Approximately 25% of patients with MINOCA will experience recurrent angina in the subsequent one year affecting patients’ quality of life [19]. In terms of clinical outcomes, previous studies indicated that the in-hospital mortality rate of MINOCA was quite low. While our study observed only 1 (0.9%) in-hospital death in 107 patients, ACTION-GWTG study showed similar in-hospital death rate of 1.1% in 19,000 patients with MINOCA. While our study observed only 1 (0.9%) in-hospital death in 107 patients, However, a meta-analysis demonstrated that 1-year mortality rate was risen up to 4.7%. Furthermore, SWEDEHEART study showed the long-term mortality rate of 13.4%, re-AMI of 7.1% and rehospitalization of 10%. And our results presented long term mortality rate of 2.9% and rehospitalization rate of 25.2%. It was reported that these substantial recurrence events were more frequent in MINOCA patients than in general population [1].

A study of Danish cohort, NSTEMI patients showed poorer outcome in multivariate analysis [8]. Spanish cohort study presented that higher 7-year survival rate was observed in the cohort of NSTEMI compared with the cohort of STEMI [18]. However, Hyun-Woong et al. reported worse early clinical outcome in patient with STEMI and more late-term favorable outcome in patients with NSTEMI [9]. As it shown in our study, STE-MINOCA appeared to show better outcome than NSTE-MINOCA during long-term follow-up, whereas no significant difference in 1-year follow-up. In this sense, MINOCA was not benign, especially for NSTE-MINOCA. In conclusion, recognizing these different characteristic of various AMI types is curial for the optimal management. Intravascular assessment could provide important evidence in such aspect and should be considered in MINOCA patients.

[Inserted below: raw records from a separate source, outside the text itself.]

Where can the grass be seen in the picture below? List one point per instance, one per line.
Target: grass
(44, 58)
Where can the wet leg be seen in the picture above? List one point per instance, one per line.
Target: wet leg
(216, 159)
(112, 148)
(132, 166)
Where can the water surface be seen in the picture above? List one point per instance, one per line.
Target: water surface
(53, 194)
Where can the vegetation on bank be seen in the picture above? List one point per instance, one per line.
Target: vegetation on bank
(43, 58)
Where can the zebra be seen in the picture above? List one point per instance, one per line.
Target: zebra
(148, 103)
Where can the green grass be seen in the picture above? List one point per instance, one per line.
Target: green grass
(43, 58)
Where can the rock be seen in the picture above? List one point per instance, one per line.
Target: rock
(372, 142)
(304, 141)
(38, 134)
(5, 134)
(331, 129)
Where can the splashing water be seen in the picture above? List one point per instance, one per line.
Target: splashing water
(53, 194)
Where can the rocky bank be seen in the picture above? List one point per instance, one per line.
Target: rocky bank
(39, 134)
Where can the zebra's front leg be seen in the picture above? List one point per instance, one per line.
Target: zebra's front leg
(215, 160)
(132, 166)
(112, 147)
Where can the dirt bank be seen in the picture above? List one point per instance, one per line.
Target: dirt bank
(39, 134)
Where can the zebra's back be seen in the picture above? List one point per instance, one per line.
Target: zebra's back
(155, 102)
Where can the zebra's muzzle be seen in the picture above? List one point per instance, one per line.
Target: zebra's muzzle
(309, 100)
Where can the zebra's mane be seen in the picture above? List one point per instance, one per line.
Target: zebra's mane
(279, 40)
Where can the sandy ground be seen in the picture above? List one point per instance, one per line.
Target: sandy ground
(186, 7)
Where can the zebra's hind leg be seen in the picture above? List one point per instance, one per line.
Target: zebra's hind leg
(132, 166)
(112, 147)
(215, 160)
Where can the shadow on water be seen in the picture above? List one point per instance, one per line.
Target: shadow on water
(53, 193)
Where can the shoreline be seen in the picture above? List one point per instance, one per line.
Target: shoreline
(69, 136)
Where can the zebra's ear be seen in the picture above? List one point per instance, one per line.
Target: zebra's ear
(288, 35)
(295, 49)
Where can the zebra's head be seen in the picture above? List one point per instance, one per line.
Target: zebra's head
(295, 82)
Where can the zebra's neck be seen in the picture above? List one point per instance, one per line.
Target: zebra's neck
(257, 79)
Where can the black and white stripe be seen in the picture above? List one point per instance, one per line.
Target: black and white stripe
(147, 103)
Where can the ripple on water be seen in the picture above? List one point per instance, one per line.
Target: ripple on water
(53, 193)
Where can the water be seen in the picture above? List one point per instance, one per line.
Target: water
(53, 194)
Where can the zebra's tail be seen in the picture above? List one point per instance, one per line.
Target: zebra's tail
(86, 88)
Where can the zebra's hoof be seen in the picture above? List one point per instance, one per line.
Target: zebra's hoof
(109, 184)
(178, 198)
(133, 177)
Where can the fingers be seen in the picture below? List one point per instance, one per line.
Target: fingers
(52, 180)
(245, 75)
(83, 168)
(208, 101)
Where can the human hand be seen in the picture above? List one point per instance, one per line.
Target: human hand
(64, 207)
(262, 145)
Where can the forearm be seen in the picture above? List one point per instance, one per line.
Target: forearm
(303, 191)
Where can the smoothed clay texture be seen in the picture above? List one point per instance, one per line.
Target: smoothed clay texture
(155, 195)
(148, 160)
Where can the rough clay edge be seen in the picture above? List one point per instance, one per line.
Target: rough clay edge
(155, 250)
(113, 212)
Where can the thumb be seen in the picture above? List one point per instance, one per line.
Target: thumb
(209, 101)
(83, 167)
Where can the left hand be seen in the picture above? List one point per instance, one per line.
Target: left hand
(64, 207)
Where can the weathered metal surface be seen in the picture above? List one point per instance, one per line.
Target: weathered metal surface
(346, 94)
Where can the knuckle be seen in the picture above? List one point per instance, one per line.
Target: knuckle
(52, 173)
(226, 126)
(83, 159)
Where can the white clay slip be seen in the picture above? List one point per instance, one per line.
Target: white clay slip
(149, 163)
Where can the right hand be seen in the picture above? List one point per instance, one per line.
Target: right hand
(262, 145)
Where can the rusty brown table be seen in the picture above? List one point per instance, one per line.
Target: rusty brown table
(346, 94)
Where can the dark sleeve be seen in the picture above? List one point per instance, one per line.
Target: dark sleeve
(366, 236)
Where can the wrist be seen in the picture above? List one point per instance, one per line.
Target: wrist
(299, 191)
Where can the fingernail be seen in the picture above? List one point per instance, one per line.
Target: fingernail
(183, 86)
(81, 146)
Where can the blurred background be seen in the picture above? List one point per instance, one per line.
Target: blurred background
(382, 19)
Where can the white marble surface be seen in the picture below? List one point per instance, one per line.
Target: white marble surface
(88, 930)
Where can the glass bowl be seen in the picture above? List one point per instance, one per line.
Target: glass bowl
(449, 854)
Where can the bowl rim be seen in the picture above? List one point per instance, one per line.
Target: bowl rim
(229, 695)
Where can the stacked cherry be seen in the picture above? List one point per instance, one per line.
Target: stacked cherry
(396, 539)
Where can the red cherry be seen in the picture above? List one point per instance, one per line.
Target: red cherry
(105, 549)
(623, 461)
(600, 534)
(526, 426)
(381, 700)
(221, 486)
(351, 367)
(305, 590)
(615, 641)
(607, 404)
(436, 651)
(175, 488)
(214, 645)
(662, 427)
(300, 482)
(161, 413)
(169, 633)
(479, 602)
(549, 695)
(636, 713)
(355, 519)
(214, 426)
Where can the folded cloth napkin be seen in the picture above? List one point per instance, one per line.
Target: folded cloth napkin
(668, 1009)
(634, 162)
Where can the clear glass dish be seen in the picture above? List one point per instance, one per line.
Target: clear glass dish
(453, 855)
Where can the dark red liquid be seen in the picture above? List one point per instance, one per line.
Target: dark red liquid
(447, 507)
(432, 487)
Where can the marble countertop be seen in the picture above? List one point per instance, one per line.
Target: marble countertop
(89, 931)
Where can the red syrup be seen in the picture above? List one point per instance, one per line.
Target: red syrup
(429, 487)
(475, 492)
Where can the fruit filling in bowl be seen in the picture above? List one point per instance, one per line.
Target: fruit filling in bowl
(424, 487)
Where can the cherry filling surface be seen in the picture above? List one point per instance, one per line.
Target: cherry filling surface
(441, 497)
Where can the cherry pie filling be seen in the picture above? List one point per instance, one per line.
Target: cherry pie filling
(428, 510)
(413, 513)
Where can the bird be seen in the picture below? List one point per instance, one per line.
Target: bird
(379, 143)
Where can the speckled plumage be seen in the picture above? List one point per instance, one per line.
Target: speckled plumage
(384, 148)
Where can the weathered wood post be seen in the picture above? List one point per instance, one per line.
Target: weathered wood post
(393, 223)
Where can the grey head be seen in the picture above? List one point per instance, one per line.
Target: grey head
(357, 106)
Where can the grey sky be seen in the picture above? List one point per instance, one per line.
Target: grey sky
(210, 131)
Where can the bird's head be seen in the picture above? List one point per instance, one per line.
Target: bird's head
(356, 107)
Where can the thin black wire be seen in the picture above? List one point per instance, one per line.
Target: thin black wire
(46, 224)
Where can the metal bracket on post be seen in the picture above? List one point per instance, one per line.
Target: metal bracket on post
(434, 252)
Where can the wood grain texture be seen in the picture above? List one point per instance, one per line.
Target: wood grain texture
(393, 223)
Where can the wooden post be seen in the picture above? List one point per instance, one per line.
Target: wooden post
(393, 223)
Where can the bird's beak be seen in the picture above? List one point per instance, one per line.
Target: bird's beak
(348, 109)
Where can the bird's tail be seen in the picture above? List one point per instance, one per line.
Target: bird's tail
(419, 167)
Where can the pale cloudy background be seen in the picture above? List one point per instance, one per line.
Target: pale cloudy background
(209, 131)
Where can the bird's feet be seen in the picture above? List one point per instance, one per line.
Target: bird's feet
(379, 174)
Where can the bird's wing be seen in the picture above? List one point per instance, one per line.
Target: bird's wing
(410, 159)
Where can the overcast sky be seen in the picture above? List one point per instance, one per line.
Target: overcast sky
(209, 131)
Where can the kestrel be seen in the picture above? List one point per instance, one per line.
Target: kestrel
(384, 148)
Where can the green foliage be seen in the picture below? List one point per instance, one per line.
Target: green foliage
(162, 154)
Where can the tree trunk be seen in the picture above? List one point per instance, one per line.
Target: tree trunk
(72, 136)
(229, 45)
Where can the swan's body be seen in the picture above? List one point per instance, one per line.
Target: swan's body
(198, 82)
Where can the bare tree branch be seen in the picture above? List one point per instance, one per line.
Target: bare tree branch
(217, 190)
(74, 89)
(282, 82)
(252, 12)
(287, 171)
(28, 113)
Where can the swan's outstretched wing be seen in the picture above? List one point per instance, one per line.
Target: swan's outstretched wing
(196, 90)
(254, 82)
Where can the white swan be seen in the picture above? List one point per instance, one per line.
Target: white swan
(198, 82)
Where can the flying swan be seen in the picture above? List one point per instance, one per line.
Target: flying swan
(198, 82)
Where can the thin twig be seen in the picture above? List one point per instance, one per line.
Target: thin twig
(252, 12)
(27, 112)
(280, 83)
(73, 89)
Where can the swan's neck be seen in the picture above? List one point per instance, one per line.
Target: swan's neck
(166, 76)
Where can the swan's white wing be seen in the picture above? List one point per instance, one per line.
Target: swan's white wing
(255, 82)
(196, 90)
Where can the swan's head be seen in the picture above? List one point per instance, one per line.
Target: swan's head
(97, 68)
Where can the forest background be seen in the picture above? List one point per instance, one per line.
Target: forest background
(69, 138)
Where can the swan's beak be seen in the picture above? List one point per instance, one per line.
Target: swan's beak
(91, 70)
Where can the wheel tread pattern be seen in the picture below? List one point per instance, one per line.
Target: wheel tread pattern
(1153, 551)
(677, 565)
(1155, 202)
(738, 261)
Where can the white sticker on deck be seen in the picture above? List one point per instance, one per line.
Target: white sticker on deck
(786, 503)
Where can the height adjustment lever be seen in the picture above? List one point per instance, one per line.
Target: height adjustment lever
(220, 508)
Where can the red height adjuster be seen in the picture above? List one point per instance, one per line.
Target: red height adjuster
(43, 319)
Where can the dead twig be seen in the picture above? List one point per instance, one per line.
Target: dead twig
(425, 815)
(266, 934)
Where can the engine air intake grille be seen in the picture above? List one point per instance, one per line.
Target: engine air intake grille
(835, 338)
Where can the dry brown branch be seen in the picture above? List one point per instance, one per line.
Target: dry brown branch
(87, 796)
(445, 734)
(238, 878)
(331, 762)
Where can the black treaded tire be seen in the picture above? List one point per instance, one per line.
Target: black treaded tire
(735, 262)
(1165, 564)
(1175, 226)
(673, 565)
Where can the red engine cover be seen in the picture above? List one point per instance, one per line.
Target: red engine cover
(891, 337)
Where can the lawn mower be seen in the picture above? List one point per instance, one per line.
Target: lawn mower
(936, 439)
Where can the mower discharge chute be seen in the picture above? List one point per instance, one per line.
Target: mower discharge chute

There are several limitations in current study. Firstly, use of CMR is strongly encouraged to exclude alternative diagnoses, however CMR examinations were seldom performed in our study, which may influence the accuracy of diagnosis of MINOCA. Secondly, approximately half of patients had mild to moderate atherosclerosis in this study, further examination assisting differentiation such as fractional flow reserve (FFR) testing to explore functional significant stenoses were no included. Also, intracoronary imaging to identify the possible pathological changes of plaque disruption and/or erosion were seldomly perform. Additionally, retrospective design, single-center study and small size may contribute a bias in present study.

Conclusion

Our study indicates that NSTE-MINOCA accounted for approximately two-thirds of MINOCA. Compared with STE-MINOCA, NSTE-MINOCA seemed to be associated with worse long-term clinical outcomes, which was mainly driven by CVS-related hospitalization.